The singer took the stage to the sound of “Make It Home,” a chilling tale with a hook more common in hip-hop than R&B: “If I don’t make it home tonight/ Tell my mama that I love her.” Alsina shows a level of compassion in his songwriting that’s rare not just in R&B, but in pop more generally. He followed “Make It Home” with “Get Ya Money,” which managed to hit hard while staying tender and again showing his empathetic side — “what you do and what I do ain’t different.” Many singers try to expand the gap between performer and audience; Alsina works hard to close it.
It’s a good idea for an artist to start a show with the things that separate him from his peers, and Alsina kept his charm offensive going throughout the short set. He drawled, “I must say I’ve got a thing for New York women,” displaying a keen awareness of crowd demographics (heavily skewed toward the ladies). He apologized for making people wait in line — though no one seemed to be holding that against him — and introduced himself suavely: “For anyone that don’t know me, my name is August Alsina, and it’s a complete f—ing pleasure to meet you.” Later, he thanked all the women who wore heels, which functioned as a clever segue into “Ghetto,” a song in which heels and everything else end up on the floor. He ably used the crowd as backing vocalists, picking and choosing the syllables he liked and letting everone else carry the rest of the tune. As thanks, he handed out roses.
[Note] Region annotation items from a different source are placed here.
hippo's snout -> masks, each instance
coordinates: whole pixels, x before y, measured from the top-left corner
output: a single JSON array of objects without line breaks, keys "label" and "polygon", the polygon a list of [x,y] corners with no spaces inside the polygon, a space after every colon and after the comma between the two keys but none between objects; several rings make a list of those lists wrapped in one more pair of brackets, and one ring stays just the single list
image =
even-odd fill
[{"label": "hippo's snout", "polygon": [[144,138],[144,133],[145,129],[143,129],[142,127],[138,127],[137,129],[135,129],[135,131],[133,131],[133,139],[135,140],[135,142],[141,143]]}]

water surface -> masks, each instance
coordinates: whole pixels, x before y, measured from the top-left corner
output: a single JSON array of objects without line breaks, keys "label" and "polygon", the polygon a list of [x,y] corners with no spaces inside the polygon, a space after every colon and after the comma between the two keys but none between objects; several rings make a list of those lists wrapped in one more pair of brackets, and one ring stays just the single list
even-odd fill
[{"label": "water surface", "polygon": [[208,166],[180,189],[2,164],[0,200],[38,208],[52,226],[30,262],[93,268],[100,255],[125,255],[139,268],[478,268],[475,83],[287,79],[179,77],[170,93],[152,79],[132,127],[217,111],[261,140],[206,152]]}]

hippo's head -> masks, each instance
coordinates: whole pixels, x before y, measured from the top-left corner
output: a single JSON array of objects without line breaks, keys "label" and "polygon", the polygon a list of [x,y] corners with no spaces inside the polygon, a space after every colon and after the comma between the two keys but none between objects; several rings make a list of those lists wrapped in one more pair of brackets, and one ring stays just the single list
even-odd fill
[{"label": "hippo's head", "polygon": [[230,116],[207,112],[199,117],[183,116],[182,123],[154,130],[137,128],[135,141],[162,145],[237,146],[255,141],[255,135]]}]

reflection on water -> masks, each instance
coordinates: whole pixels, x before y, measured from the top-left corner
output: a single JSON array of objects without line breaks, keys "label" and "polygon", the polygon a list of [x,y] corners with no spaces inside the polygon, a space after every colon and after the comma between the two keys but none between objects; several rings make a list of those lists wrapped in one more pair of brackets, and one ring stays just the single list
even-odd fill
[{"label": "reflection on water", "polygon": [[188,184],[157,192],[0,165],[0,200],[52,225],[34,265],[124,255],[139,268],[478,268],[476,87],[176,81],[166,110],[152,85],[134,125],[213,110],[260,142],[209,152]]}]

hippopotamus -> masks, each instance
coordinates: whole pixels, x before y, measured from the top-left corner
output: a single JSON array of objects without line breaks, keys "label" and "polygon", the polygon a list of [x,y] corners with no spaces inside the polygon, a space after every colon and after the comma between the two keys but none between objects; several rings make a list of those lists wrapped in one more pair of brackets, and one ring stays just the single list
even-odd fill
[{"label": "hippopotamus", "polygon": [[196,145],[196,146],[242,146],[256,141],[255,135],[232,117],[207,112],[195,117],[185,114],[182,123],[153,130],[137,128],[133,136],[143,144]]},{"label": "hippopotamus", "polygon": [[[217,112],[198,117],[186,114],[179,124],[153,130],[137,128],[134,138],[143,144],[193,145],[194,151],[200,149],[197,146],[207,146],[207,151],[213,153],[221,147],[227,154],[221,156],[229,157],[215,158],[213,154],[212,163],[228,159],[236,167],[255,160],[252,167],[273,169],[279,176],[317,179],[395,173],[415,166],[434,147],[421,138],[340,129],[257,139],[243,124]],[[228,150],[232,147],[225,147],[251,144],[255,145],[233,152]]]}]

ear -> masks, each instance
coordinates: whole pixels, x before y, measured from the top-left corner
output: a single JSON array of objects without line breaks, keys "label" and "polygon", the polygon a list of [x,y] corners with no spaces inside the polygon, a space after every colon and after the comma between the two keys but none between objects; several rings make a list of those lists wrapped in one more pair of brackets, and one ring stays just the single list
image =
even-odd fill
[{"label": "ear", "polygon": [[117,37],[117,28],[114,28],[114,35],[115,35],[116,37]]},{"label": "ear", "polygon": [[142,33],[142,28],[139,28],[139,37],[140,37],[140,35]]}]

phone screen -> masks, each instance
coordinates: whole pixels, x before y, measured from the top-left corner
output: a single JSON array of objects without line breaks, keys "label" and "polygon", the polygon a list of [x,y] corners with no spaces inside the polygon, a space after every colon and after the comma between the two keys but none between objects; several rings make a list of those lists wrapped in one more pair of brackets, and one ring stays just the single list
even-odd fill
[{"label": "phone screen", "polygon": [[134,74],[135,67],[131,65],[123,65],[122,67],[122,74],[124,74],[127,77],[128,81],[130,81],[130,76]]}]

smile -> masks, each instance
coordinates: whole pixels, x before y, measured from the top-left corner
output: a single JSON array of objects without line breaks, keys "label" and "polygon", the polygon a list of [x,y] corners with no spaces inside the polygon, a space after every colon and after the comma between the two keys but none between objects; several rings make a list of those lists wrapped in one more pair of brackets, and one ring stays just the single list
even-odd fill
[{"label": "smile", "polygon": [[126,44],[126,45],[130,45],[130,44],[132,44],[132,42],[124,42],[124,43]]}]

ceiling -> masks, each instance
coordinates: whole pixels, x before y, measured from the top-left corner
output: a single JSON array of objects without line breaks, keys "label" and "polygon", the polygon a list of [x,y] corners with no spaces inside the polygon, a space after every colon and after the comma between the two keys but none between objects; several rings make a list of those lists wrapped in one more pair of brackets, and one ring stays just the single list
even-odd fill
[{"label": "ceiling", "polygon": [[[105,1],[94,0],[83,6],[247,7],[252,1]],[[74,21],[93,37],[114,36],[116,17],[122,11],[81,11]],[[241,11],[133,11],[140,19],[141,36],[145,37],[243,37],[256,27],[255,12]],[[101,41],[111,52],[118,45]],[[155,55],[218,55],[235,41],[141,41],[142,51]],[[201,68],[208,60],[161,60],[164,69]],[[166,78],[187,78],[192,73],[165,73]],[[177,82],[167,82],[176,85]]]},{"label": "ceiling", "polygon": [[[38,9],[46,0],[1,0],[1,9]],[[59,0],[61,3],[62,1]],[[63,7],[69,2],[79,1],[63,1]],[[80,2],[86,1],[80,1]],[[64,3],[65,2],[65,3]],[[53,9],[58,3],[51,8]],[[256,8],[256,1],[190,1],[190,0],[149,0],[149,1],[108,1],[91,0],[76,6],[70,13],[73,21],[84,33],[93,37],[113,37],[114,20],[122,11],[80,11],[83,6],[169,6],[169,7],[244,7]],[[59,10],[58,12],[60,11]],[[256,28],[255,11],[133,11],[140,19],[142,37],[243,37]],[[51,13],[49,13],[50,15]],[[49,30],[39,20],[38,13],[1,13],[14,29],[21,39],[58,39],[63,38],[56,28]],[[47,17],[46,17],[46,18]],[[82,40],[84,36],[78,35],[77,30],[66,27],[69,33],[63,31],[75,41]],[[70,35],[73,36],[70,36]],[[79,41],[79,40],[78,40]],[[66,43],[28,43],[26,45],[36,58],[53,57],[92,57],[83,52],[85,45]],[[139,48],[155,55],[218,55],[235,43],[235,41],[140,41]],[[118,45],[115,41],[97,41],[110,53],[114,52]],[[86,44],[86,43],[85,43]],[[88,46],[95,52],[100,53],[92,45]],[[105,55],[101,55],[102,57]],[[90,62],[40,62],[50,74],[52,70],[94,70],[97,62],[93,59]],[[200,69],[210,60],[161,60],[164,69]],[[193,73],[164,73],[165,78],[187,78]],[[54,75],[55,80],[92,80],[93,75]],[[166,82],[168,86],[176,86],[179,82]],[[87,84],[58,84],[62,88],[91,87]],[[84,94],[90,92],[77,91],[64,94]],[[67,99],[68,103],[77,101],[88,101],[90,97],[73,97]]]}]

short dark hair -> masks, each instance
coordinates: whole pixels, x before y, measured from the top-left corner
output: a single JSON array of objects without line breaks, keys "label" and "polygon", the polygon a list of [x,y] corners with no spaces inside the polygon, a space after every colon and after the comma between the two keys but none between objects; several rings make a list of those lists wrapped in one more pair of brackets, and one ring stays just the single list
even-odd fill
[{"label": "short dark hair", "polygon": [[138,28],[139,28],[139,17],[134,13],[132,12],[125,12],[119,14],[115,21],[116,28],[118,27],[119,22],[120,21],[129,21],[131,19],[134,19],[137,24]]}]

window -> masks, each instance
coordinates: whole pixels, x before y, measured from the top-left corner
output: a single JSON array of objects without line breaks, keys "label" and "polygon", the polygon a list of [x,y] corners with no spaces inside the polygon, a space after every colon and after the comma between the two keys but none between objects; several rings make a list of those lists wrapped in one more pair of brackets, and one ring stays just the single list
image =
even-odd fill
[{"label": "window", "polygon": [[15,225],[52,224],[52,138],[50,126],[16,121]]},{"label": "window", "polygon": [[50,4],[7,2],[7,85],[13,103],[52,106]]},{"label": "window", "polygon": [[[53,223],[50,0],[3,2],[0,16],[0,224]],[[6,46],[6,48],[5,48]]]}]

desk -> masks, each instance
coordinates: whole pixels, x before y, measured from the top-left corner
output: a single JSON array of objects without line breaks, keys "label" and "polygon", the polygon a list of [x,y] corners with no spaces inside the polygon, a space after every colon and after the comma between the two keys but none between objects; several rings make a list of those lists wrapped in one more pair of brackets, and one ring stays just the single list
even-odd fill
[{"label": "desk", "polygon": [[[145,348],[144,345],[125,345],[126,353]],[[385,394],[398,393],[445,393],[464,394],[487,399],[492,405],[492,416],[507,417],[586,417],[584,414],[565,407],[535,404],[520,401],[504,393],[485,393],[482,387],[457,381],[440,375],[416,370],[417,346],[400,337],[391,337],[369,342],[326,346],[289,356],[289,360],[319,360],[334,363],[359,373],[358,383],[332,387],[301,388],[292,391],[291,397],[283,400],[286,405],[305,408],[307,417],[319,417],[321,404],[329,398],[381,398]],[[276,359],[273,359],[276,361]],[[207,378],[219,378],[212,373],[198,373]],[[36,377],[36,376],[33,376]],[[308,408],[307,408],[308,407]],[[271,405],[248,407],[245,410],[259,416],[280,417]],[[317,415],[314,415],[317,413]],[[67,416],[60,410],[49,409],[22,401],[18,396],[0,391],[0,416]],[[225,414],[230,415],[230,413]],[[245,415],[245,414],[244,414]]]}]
Alsina augmented his backing tracks with a live band, and this group helped push several songs in new directions. “No Love” was transformed into a grand ’80s R&B ballad, with thunderous drumming and fiery guitar and Alsina looking out over the crowd like he was stranded on a ship, hoping to find land. The guitarist was crucial, pushing a couple of songs toward southern rock and others in the direction of gentle ’70s soul. During the last song, the DJ played a beat that channeled DJ Mustard, the bassist played funk, the guitarist soloed and Alsina crooned, all at the same time — gleefully chaotic and hard for a less charming singer to pull off.
But it was at this point that he fell off the stage. Security staff spent a lot of time examining the VIP area with flashlights, and after 15 or 20 minutes, they cleared a path for paramedics. Outside the venue, a large crowd re-formed around an ambulance. Soon that ambulance was joined by a second vehicle, and more paramedics entered the venue. Alsina showed that he’s a singer worth waiting for — and worrying about.